At least, I think that was what teenage!me was thinking. I honestly don’t remember.

The movie Jaimie and Holly watch is Saved.

This book is in no way shape or form plagiarizing the movie. That was sarcasm, in case you missed it. This book is absolutely plagiarizing that movie.  And this book.

Points to teenage!Merikay, at least her story was original.

It is at times like this when I can relax. It Is at times like this when I can almost imagine that I can go back to being a Seventh Day Adventist. Almost. But I know I can never go back, I’ve gone too far. I am rejecting God, and He won’t care about me anymore.

I hope you weren’t curious exactly why it is Holly feels she can’t go back…. we don’t get to know. I’m not sure I remember, either. I think Holly feels that, since she’s worshiped Satan, neither God nor anyone else will ever love her.

That is my best guess as to what was running through my tiny teenage brain.

That’s the end of the chapter. Tune in next time where teenage!me attempts to write about romance and sex. Teenage!me has never experienced romance and sex, so this outta be awful.


2 thoughts on “Parable of the Sower: Explanation and Chapter 1

  1. Teenage years are a transition time, and friendships often wane and end for no other reason than changing interests, personal problems, realizing there’s an opposite sex, etc. I bet most of your friends didn’t lose contact with you because you were you, but more for these other reasons, and because losing friends is what happens as you get older and everyone changes.

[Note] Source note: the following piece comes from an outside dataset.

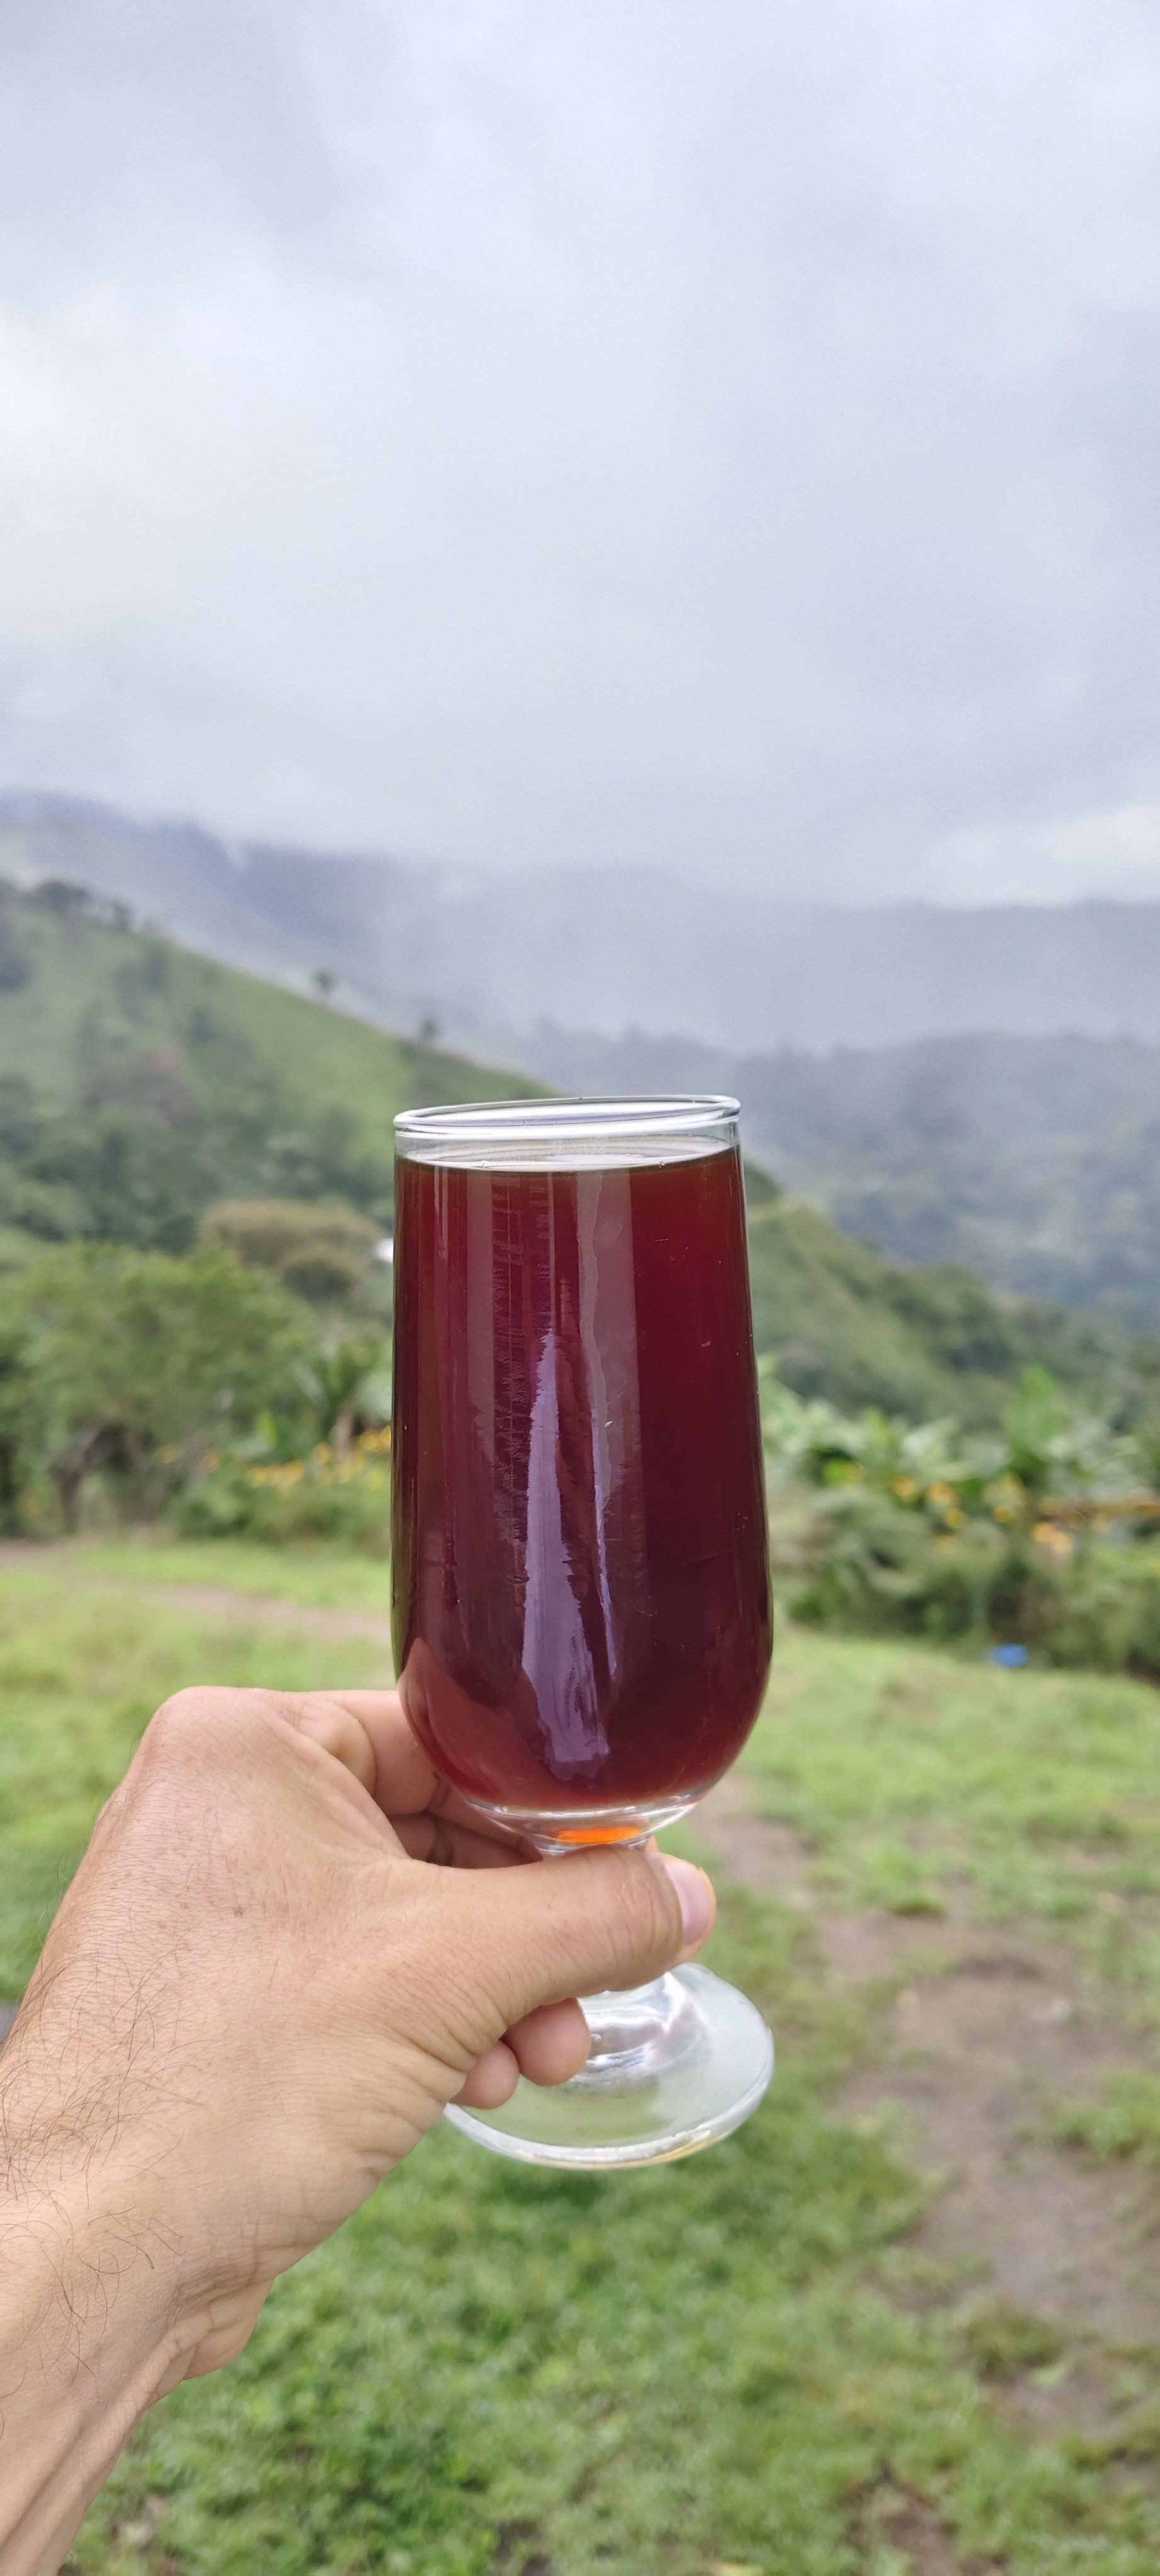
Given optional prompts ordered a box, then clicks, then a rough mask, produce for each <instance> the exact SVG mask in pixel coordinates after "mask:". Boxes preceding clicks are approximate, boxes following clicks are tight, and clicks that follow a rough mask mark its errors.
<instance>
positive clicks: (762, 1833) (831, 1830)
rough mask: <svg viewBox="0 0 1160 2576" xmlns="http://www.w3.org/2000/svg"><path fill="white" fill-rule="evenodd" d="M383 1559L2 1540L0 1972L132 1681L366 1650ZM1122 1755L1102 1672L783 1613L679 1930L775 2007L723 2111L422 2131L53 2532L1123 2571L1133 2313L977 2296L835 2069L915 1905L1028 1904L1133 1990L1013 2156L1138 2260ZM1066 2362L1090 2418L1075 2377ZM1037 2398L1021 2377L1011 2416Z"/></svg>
mask: <svg viewBox="0 0 1160 2576" xmlns="http://www.w3.org/2000/svg"><path fill="white" fill-rule="evenodd" d="M382 1584H384V1574H382V1569H376V1566H369V1564H366V1561H343V1558H340V1556H322V1553H302V1556H291V1553H289V1551H284V1553H281V1556H273V1553H263V1551H255V1548H250V1551H235V1548H222V1546H217V1548H209V1546H206V1548H175V1546H137V1543H121V1546H80V1548H64V1551H28V1556H26V1558H18V1561H15V1564H13V1561H8V1564H5V1571H3V1592H0V1680H3V1692H5V1731H3V1739H0V1991H8V1994H15V1991H18V1986H21V1981H23V1976H26V1973H28V1965H31V1960H34V1953H36V1942H39V1935H41V1927H44V1919H46V1914H49V1911H52V1904H54V1896H57V1891H59V1888H62V1883H64V1878H67V1873H70V1868H72V1862H75V1855H77V1850H80V1844H82V1839H85V1829H88V1821H90V1816H93V1808H95V1806H98V1801H101V1798H103V1793H106V1790H108V1785H111V1783H113V1780H116V1775H119V1772H121V1767H124V1762H126V1757H129V1752H131V1744H134V1739H137V1734H139V1728H142V1723H144V1718H147V1713H150V1708H152V1705H155V1700H157V1698H162V1695H165V1692H168V1690H170V1687H175V1685H178V1682H186V1680H193V1677H214V1680H227V1677H232V1680H240V1682H258V1680H260V1682H271V1685H304V1682H363V1680H371V1677H376V1674H382V1669H384V1659H387V1641H384V1631H379V1618H382V1610H384V1602H382ZM1157 1757H1160V1700H1157V1698H1155V1692H1150V1690H1145V1687H1139V1685H1132V1682H1106V1680H1088V1677H1057V1674H1003V1672H995V1669H990V1667H980V1664H956V1662H954V1659H949V1656H933V1654H918V1651H910V1649H902V1646H866V1643H851V1641H825V1638H809V1636H802V1633H791V1636H786V1638H784V1643H781V1654H778V1669H776V1682H773V1690H771V1703H768V1713H766V1718H763V1721H760V1726H758V1734H755V1736H753V1744H750V1749H748V1757H745V1788H748V1819H745V1832H742V1834H740V1839H737V1837H735V1855H737V1868H740V1873H742V1875H745V1878H750V1880H758V1883H750V1886H745V1883H742V1875H737V1880H735V1883H732V1886H724V1904H722V1929H719V1932H717V1937H714V1960H717V1965H722V1968H724V1971H727V1973H735V1976H740V1978H742V1981H745V1984H748V1986H750V1991H753V1994H758V1996H760V1999H763V2004H766V2009H768V2014H771V2020H773V2025H776V2032H778V2079H776V2087H773V2092H771V2097H768V2102H766V2107H763V2110H760V2112H758V2117H755V2120H753V2123H750V2125H748V2128H745V2130H742V2133H740V2136H737V2138H735V2141H730V2143H727V2146H722V2148H714V2151H711V2154H706V2156H701V2159H693V2161H691V2164H683V2166H673V2169H665V2172H657V2174H652V2177H650V2174H637V2177H624V2179H621V2182H595V2179H593V2182H588V2179H572V2182H557V2179H549V2177H534V2174H526V2172H518V2169H508V2166H503V2164H500V2161H498V2159H490V2156H479V2154H477V2151H472V2148H469V2146H467V2143H464V2141H459V2138H454V2136H451V2133H436V2136H433V2138H430V2141H428V2143H425V2146H423V2148H420V2151H418V2154H415V2156H412V2159H410V2164H407V2166H405V2169H402V2172H400V2174H397V2177H392V2179H389V2182H387V2184H384V2190H382V2192H379V2195H376V2197H374V2202H371V2205H369V2208H366V2210H363V2213H361V2215H358V2218H356V2221H353V2223H351V2226H348V2228H345V2231H343V2233H340V2236H338V2239H335V2241H333V2244H330V2246H325V2249H320V2254H314V2257H312V2259H309V2262H307V2264H304V2267H302V2269H299V2272H296V2275H294V2277H289V2280H286V2282H281V2285H278V2290H276V2293H273V2298H271V2303H268V2311H266V2318H263V2324H260V2329H258V2334H255V2339H253V2344H250V2349H247V2352H245V2357H242V2360H240V2362H237V2365H235V2367H232V2370H229V2372H224V2375H219V2378H217V2380H201V2383H196V2385H191V2388H188V2391H178V2393H175V2396H173V2398H168V2401H165V2406H162V2409H160V2411H157V2414H155V2416H152V2419H150V2421H147V2427H144V2429H142V2432H139V2437H137V2442H134V2445H131V2450H129V2455H126V2460H124V2463H121V2468H119V2470H116V2476H113V2483H111V2488H108V2491H106V2496H103V2499H101V2501H98V2506H93V2512H90V2517H88V2522H85V2530H82V2535H80V2540H77V2548H75V2558H72V2566H75V2571H82V2576H129V2571H134V2576H139V2571H150V2576H242V2571H245V2576H250V2571H255V2568H260V2571H263V2576H266V2571H268V2576H307V2571H309V2576H322V2571H325V2576H361V2571H392V2576H394V2571H397V2576H405V2571H410V2576H490V2571H510V2576H588V2571H593V2576H598V2571H601V2576H603V2571H611V2576H987V2571H995V2576H998V2571H1005V2576H1065V2571H1093V2576H1096V2571H1098V2576H1145V2571H1155V2566H1157V2561H1160V2483H1157V2463H1160V2416H1157V2409H1155V2396H1152V2388H1155V2372H1152V2362H1155V2354H1152V2352H1150V2349H1147V2347H1142V2339H1139V2329H1137V2334H1134V2339H1132V2342H1129V2339H1119V2342H1116V2336H1108V2334H1103V2342H1101V2349H1098V2354H1096V2339H1093V2334H1090V2331H1088V2329H1085V2326H1083V2321H1080V2324H1078V2321H1075V2316H1065V2318H1062V2324H1059V2316H1052V2313H1044V2316H1036V2313H1026V2311H1021V2313H1013V2311H1010V2308H1008V2306H1005V2300H1003V2280H1000V2277H992V2275H990V2272H987V2267H985V2259H982V2254H985V2249H982V2251H980V2259H974V2262H972V2259H964V2257H962V2251H959V2254H956V2257H949V2254H946V2251H943V2254H938V2249H936V2251H933V2249H931V2239H928V2236H925V2233H923V2231H925V2228H928V2213H931V2208H933V2205H938V2190H936V2184H933V2182H931V2177H923V2174H920V2172H918V2161H913V2154H915V2146H913V2138H907V2133H905V2130H902V2128H900V2125H897V2120H894V2117H892V2112H889V2107H887V2110H866V2084H869V2076H871V2074H874V2063H876V2058H882V2053H884V2048H887V2030H889V2027H892V2022H889V2014H892V2012H894V2009H902V2007H907V2004H913V2002H915V1996H918V1999H920V2002H923V1999H931V1996H938V1994H941V1991H943V1986H951V1984H954V1978H951V1953H949V1947H946V1942H949V1940H951V1929H954V1927H956V1924H967V1935H964V1937H967V1940H969V1942H972V1945H974V1947H980V1942H992V1945H1003V1942H1008V1940H1013V1937H1016V1935H1018V1940H1021V1945H1023V1953H1026V1958H1034V1955H1039V1953H1036V1945H1039V1950H1041V1955H1044V1958H1049V1960H1052V1976H1054V1981H1057V1984H1059V1978H1072V1981H1075V1991H1078V1994H1083V1996H1085V1999H1088V2007H1090V2009H1093V2012H1098V2014H1106V2017H1116V2022H1119V2025H1121V2027H1124V2032H1129V2048H1132V2058H1134V2071H1132V2074H1129V2076H1124V2074H1119V2076H1114V2079H1111V2084H1108V2087H1103V2089H1101V2087H1096V2092H1090V2099H1088V2102H1085V2105H1083V2102H1080V2105H1078V2102H1075V2099H1072V2097H1070V2094H1067V2089H1065V2092H1062V2094H1059V2099H1044V2102H1041V2105H1039V2110H1036V2117H1039V2125H1041V2130H1044V2143H1041V2146H1039V2148H1036V2154H1041V2156H1047V2159H1054V2166H1057V2169H1059V2174H1062V2177H1075V2190H1080V2187H1083V2190H1103V2179H1101V2177H1106V2174H1108V2172H1114V2174H1116V2177H1124V2174H1129V2177H1132V2187H1134V2192H1137V2197H1134V2202H1132V2210H1134V2241H1132V2246H1129V2249H1126V2254H1124V2262H1129V2264H1134V2269H1137V2275H1139V2272H1147V2269H1150V2262H1152V2251H1150V2246H1152V2231H1155V2210H1152V2200H1150V2192H1152V2190H1155V2184H1152V2182H1150V2172H1152V2156H1155V2143H1157V2136H1160V2120H1157V2099H1160V2097H1157V2089H1155V2084H1152V2071H1150V2069H1152V2030H1155V2022H1157V2014H1160V1798H1157V1775H1160V1765H1157ZM714 1832H719V1829H714V1824H711V1819H709V1821H704V1824H699V1837H701V1847H709V1844H711V1837H714ZM745 1837H748V1842H745ZM760 1837H766V1842H760ZM753 1852H758V1862H760V1852H766V1857H768V1860H771V1868H768V1870H763V1868H760V1865H755V1860H753ZM745 1855H748V1857H745ZM771 1855H773V1857H771ZM786 1855H789V1862H791V1870H789V1880H786V1886H784V1888H781V1893H776V1883H778V1880H776V1868H773V1860H776V1862H778V1868H781V1865H784V1862H786ZM835 1927H838V1929H843V1937H848V1935H851V1927H853V1929H858V1927H861V1929H864V1932H866V1929H869V1932H874V1937H876V1940H879V1953H876V1968H874V1976H871V1978H869V1981H866V1978H861V1984H858V1981H856V1978H851V1976H843V1973H838V1971H835V1965H833V1960H835V1955H838V1953H835V1947H833V1940H830V1935H833V1932H835ZM827 1942H830V1947H827ZM882 1942H884V1947H882ZM892 1942H894V1947H892ZM959 1965H962V1960H959ZM1029 1973H1031V1971H1029ZM858 2087H861V2092H858ZM1116 2087H1119V2089H1116ZM858 2105H861V2107H858ZM1052 2141H1054V2143H1052ZM1101 2159H1103V2161H1101ZM1157 2313H1160V2311H1157ZM1157 2339H1160V2336H1157ZM1096 2362H1098V2370H1101V2372H1103V2378H1101V2391H1103V2396H1101V2416H1098V2424H1096V2419H1088V2421H1085V2419H1083V2414H1075V2419H1070V2416H1067V2403H1065V2401H1067V2391H1070V2388H1072V2385H1075V2388H1078V2385H1080V2383H1085V2372H1088V2378H1090V2372H1093V2370H1096ZM1036 2406H1039V2414H1041V2416H1044V2409H1047V2414H1052V2406H1054V2409H1057V2411H1054V2416H1052V2419H1049V2424H1047V2434H1044V2437H1034V2432H1029V2411H1031V2416H1034V2409H1036Z"/></svg>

    “If God doesn’t feel you tried hard enough to convert people, he will hold you personally responsible for their damnation.” I’m sure this is the case for a lot of people, but not everyone is like that. I personally had a huge weight lifted off my shoulders when I became atheist, because I was constantly horrified that everyone I knew (or even people I didn’t know) were going to Hell because I wasn’t continually preaching to them. I wasn’t concerned with me and how I would look on going to Heaven – I was seriously concerned that people were going to suffer and I didn’t do enough for them to lead them to Jesus. Of course, when I discuss this with most people, they never really cared about anybody else going to Hell, because most people are assholes and yes think only of themselves. But if someone really believes their sister that they love might go to Hell, it’s not too outrageous to think they are genuinely concerned for their future welfare.

    • While do agree that the sister does care (real Jaimie certainly did) Adventists also get told that God holds you accountable for those you could have reached, but didn’t. Dad always said he didn’t know what he’d say if he got to heaven and God asked where my sibling and I were. I believe dad’s concern, and probably a lot of other people’s, went both ways.

      My dad was scared I would go to hell. He was also scared that, if that happened, God would blame dad for it.

      Teenage!me went back and forth as to whether or not “Jaimie” cared about her soul, or was just worried about her own. Adult me knows that of course Jaimie cared, but teenagers aren’t always…. Well, you know.